When comparing SaltStack vs Puppet , the Slant community recommends Puppet for most people. In the question“What are the best configuration management tools?” Puppet is ranked 3rd while SaltStack is ranked 4th. The most important reason people chose Puppet is:
You define the state the server should be in and Puppet transforms it that state. This is opposed to explicitly declaring a list of actions to be performed. If a developer wants more flexibility and control there's always the option of falling back to explicitly running commands but that's discouraged.
Ranked in these QuestionsQuestion Ranking
Pro Friendly and open community
Salt has an impressive welcoming and active community of users. There are user groups all over the world (Stockhom, Silicon Valley, Paris, and lots more), and an active live chat.
Pro Easy to read output
Salt's configuration files and setups are organized into YAML files. This makes them very easy to read and understand since YAML is considered very readable.
Pro Agentless via SSH is an option
Salt can run agentless just like ansible, allowing it to manage devices that you can't run an agent on (routers/switches, etc).
Pro Communicates through SSH or agents
Salt can communicate with clients through agents called minions, or through SSH.
With Salt you can have multiple layers of masters which result in an arrangement which distributes load and increases redundancy. Upstream masters can then control downstream masters and their minions.

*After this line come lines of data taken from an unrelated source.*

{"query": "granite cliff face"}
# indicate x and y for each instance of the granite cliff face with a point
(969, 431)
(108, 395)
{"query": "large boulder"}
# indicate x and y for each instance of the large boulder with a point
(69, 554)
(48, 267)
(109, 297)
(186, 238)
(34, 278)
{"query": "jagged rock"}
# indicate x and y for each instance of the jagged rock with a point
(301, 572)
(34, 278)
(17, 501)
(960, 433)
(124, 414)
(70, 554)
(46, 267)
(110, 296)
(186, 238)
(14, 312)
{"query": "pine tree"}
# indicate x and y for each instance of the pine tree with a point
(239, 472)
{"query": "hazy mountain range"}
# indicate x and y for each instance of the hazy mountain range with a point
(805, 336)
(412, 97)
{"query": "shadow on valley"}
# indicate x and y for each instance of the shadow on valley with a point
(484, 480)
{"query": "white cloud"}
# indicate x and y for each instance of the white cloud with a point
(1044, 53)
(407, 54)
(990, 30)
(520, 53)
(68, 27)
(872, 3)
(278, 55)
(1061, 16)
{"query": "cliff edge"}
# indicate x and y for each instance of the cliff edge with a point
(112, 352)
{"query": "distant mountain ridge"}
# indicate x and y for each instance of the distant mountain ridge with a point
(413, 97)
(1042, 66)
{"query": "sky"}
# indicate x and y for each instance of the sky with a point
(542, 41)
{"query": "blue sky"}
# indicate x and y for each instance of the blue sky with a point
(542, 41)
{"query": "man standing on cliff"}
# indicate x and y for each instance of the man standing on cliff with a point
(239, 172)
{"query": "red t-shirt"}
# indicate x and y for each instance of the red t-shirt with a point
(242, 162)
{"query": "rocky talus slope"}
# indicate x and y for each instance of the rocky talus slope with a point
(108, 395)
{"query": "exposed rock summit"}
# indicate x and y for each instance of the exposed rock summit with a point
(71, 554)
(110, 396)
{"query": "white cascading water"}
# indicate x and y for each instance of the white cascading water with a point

Salt has support for Windows, Linux and Unix. Though it's fair to say that it's easier to use and it's more useful in Unix and Linux systems.
Pro Fast execution of commands
Salt works around a Salt master which has multiple agents (Salt minions) that have a persistent connection to the master. Because of this persistent connection, commands to the master are fast to reach the minions. Furthermore, the minions also save various data to the cache in order to make execution faster.
When compared against other tools to run the same actions, Salt almost always completes the actions in significantly less time.
Pro Declarative sematic
You define the state the server should be in and Puppet transforms it that state. This is opposed to explicitly declaring a list of actions to be performed.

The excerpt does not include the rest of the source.